Koji Watanabe, el jueves en Albert Park.ASTON MARTIN F1
Aunque la labor de portavoz y team principal le resulta aún bastante incómoda, el gran gurú del diseño no titubeó frente a los micrófonos. Dentro del hospitality, en compañía de Koji Watanabe, presidente de Honda Racing Corporation, el británico defendió su trabajo y trasladó la responsabilidad del fracaso a la marca nipona. Un cruce de reproches que recuerda los peores episodios de la alianza McLaren - Honda (2015 - 2017). Ha transcurrido una década de aquel GP2 engine! de Alonso, y la imagen del motorista japonés vuelve a quedar por los suelos.
No se trata de regresar siempre a los días de gloria de finales de los 80 junto a Ayrton Senna o Alain Prost. Tampoco de regodearse en las desdichas de su última etapa como equipo de fábrica (2006-2008), saldada con una sola victoria y la venta a Ross Brawn por el simbólico precio de una libra. Nadie podía sospechar entonces que Jenson Button se coronaría campeón en 2009. Semejante fiasco únicamente podía equipararse al de su histórico competidor.
Paralelismos con Toyota
Entre 2004 y 2007, Toyota se consolidó como el mayor presupuesto de la F1, pero sus dispendios ni siquiera encontraron la recompensa de una victoria. Había ambición genuina en sus planes, pero Ralf Schumacher y Jarno Trulli nunca se vieron capacitados para dar el salto de calidad. Los dispendios en la fábrica de Colonia y en el sueldo del piloto alemán terminaron pasando factura a un equipo sin pedigrí.

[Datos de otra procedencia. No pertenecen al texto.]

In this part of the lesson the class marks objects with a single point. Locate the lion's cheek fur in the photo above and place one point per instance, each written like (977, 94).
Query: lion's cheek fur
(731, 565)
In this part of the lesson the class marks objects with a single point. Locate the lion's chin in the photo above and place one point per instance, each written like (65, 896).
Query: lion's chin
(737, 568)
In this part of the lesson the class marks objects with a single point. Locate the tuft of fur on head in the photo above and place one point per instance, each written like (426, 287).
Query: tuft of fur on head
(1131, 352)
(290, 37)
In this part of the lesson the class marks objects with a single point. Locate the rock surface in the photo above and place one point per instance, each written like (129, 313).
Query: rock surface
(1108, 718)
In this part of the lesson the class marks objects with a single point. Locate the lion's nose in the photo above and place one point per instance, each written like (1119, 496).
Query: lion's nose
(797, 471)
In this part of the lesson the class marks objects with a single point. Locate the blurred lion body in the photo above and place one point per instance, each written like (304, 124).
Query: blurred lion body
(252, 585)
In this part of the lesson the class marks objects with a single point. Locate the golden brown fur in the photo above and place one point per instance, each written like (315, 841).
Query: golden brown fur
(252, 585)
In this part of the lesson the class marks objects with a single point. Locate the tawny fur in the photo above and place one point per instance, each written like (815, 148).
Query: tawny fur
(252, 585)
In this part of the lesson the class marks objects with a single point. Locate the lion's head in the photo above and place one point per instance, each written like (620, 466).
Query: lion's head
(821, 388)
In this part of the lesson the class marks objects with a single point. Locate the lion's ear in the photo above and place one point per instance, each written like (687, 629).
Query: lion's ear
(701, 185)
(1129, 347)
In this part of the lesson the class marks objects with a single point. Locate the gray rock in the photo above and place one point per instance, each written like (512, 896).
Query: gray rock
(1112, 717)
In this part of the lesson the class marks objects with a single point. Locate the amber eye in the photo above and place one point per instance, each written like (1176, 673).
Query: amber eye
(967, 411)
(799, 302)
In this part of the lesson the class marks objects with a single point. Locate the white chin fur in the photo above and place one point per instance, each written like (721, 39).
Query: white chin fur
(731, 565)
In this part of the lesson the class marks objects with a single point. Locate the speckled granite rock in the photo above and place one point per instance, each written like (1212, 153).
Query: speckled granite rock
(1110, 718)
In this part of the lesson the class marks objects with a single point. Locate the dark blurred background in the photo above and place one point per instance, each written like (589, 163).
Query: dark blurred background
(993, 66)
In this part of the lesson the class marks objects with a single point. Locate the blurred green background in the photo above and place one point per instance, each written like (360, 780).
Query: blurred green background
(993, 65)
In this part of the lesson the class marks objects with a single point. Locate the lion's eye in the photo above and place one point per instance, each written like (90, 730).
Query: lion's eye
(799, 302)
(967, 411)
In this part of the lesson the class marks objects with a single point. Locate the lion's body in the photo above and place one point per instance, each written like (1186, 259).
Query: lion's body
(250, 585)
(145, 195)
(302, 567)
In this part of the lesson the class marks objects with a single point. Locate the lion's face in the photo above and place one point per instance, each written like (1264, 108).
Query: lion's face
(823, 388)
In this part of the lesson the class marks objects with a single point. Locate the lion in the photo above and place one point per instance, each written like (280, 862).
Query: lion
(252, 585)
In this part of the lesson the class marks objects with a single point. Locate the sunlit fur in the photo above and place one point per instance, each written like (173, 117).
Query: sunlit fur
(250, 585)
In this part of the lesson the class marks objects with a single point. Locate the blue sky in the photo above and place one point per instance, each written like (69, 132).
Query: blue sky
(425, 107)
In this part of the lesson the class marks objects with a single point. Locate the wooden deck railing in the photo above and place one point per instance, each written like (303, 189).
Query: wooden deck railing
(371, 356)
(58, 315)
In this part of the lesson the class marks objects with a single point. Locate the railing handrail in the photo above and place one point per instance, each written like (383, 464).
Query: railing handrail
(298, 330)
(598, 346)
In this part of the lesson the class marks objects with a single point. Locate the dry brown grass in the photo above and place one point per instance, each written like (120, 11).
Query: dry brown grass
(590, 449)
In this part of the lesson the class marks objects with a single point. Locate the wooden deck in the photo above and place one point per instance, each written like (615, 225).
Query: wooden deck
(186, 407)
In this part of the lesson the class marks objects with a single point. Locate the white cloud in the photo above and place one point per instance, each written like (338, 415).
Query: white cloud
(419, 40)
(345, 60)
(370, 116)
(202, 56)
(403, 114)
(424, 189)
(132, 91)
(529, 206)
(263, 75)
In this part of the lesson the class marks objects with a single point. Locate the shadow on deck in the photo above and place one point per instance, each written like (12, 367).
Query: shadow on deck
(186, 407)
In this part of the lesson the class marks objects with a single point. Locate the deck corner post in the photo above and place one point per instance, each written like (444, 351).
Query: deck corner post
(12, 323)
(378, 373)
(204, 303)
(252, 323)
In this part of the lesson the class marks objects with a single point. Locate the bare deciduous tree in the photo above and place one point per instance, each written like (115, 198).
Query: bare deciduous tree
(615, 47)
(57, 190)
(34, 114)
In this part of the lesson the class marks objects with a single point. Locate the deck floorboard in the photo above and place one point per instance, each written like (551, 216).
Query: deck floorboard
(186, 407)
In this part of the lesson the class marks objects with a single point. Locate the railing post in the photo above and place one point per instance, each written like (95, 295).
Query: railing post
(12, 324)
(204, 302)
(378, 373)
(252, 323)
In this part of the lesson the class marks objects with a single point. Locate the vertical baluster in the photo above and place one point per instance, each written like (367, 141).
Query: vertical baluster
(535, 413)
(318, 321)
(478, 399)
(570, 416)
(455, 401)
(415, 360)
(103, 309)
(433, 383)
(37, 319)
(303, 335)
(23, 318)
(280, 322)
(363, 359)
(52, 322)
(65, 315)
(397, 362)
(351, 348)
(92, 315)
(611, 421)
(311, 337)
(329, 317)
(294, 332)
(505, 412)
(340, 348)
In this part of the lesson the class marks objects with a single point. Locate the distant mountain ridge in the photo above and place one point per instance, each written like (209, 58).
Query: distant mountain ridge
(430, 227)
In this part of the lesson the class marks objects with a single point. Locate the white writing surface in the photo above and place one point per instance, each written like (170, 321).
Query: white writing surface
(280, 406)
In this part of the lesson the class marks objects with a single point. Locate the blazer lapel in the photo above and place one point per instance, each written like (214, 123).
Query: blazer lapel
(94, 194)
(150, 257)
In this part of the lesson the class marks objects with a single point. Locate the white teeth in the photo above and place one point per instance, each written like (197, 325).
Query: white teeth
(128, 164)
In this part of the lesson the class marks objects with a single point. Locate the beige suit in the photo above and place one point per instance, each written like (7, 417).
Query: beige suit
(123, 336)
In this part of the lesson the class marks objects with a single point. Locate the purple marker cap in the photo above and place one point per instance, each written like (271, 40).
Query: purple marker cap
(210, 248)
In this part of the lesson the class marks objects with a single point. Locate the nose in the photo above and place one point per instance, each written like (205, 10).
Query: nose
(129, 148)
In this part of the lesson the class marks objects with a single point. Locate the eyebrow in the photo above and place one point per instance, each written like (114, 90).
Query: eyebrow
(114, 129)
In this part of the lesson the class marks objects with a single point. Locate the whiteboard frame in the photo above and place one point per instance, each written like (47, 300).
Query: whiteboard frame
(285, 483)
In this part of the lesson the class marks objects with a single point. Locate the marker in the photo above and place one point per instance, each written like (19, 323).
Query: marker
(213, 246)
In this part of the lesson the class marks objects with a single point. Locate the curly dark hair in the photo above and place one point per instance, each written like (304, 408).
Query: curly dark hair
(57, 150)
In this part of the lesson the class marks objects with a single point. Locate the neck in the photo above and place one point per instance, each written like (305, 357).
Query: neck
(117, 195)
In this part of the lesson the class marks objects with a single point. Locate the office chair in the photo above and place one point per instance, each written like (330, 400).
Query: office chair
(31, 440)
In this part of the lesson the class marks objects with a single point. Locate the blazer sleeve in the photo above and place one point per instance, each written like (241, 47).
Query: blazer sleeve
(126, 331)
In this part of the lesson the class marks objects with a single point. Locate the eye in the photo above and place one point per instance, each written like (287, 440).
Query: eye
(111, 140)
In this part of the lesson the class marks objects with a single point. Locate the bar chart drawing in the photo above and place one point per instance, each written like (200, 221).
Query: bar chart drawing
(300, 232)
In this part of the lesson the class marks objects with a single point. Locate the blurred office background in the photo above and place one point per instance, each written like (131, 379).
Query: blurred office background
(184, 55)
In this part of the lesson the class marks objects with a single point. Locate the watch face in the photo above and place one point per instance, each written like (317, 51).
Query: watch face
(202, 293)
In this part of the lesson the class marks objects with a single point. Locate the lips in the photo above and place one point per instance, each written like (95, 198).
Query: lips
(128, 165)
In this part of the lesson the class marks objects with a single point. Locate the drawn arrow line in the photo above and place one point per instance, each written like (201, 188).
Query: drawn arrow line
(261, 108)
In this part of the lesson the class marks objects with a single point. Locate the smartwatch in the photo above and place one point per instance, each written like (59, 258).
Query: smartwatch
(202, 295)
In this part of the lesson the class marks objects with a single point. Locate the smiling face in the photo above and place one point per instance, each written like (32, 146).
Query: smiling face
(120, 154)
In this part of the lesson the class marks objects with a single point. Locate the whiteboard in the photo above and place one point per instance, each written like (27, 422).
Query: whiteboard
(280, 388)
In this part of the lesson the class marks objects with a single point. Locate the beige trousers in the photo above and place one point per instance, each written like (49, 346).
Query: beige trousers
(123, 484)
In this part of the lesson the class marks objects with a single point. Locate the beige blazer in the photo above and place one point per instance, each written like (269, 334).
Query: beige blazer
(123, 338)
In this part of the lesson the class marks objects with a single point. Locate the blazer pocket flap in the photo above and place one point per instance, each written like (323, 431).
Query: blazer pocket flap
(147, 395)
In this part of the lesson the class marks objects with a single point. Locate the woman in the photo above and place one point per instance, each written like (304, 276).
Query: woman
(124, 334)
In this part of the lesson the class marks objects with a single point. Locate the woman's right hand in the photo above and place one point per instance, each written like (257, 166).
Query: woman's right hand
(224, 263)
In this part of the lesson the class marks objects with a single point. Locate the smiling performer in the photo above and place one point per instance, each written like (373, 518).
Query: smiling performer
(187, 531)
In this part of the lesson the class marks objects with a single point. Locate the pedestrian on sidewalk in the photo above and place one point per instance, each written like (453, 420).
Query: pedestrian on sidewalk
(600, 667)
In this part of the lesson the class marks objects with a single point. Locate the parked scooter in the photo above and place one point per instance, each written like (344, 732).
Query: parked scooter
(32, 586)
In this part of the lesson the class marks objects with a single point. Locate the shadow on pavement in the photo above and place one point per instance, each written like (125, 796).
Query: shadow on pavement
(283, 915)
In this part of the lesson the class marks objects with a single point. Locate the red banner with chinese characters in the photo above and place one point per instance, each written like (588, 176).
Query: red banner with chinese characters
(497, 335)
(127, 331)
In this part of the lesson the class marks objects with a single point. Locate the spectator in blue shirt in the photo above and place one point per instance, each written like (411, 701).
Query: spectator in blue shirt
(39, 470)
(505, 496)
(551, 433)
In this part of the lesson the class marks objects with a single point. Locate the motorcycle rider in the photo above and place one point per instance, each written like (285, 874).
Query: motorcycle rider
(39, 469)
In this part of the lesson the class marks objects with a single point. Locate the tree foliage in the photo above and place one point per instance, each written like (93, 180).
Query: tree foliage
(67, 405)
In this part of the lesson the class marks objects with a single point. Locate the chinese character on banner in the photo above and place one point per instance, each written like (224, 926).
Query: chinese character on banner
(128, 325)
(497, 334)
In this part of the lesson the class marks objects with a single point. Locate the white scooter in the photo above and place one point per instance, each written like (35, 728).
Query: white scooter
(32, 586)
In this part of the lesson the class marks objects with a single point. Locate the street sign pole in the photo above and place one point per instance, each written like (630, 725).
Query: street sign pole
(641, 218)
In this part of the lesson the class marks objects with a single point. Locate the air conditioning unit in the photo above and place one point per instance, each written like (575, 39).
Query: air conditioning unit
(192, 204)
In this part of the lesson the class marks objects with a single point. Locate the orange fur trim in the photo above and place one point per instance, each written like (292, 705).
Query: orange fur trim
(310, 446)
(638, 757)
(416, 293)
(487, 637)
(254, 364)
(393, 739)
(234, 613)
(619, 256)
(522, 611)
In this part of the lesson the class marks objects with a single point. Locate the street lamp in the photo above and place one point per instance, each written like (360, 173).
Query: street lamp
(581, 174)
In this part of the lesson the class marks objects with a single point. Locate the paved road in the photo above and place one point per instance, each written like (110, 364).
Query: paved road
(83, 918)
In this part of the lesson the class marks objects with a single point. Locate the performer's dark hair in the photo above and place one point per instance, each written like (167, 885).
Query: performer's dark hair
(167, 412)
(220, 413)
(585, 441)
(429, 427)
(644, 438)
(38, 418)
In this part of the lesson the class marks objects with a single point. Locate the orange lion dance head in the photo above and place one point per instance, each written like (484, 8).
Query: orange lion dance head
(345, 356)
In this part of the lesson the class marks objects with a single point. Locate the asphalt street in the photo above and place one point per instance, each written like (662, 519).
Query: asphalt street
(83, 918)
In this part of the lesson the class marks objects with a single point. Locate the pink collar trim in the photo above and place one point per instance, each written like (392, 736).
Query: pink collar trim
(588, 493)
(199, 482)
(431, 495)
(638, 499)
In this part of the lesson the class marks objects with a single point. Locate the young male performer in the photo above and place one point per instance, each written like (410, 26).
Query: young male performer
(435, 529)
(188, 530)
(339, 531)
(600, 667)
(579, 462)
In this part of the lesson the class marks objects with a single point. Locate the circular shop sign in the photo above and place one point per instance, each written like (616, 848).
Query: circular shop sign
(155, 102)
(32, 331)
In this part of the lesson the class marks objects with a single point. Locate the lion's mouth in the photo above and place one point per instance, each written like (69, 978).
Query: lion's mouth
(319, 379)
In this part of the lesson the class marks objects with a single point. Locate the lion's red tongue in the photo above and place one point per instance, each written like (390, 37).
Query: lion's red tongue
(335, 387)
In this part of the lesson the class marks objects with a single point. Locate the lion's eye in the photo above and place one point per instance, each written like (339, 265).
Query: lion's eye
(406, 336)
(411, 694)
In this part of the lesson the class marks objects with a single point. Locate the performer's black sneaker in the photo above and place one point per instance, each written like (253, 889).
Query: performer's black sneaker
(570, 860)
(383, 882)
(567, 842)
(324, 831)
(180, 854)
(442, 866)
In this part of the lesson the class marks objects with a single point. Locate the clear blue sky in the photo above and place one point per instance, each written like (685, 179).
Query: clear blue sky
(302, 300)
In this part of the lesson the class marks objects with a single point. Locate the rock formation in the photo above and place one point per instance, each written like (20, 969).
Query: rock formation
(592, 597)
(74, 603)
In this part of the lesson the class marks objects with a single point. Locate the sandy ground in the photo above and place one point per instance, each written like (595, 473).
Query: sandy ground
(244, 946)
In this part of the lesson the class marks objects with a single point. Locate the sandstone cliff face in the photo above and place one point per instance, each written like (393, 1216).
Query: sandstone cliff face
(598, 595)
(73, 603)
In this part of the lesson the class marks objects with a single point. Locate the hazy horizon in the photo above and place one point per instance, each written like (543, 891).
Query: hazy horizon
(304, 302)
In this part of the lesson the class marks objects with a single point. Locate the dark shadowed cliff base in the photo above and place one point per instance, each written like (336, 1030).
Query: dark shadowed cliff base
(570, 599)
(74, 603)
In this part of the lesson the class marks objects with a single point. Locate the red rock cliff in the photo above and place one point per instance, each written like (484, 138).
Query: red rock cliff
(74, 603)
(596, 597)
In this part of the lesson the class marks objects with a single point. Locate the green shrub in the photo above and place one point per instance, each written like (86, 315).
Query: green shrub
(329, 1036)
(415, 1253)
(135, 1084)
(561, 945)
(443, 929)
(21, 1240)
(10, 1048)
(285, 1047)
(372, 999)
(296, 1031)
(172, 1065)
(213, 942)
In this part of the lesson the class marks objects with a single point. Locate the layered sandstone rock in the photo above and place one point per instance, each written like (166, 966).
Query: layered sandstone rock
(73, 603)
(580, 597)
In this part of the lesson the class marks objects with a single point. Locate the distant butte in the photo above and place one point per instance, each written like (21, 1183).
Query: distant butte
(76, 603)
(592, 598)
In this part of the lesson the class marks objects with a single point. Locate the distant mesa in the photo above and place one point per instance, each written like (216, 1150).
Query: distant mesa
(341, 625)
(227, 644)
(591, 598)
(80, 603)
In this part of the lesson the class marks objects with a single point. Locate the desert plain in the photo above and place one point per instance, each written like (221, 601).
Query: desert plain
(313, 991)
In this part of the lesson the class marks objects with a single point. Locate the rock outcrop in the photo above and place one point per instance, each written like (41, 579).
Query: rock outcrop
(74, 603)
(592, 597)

Hoy, dos décadas después, algunos de aquellos pecados de Toyota vuelven a actualizarse en Aston Martin. Si, como sostiene Newey, Honda les ocultó su debilidad tras perder a sus mejores ingenieros de F1, ¿por qué tardaron casi dos años en monitorizar estrechamente el trabajo en Sakura? Si su túnel del viento era la absoluta vanguardia, como tanto se vanagloriaba el propietario, ¿por qué hubo que recalibrarlo para arrancar con cuatro meses de retraso? Si los Mundiales 2024 y 2025 al menos sirvieron para recopilar valiosísimos datos de cara al futuro, ¿dónde están ahora los resultados?
Estas son algunas de la infinidad de incógnitas que sobrevuelan por Silverstone. Hace apenas unos meses, Aston Martin fantaseaba con los fichajes de Charles Leclerc o Verstappen, para formar pareja con Alonso a partir de 2027. Ahora, su única tabla de salvación pasa por que el asturiano no abandone el proyecto a toda prisa.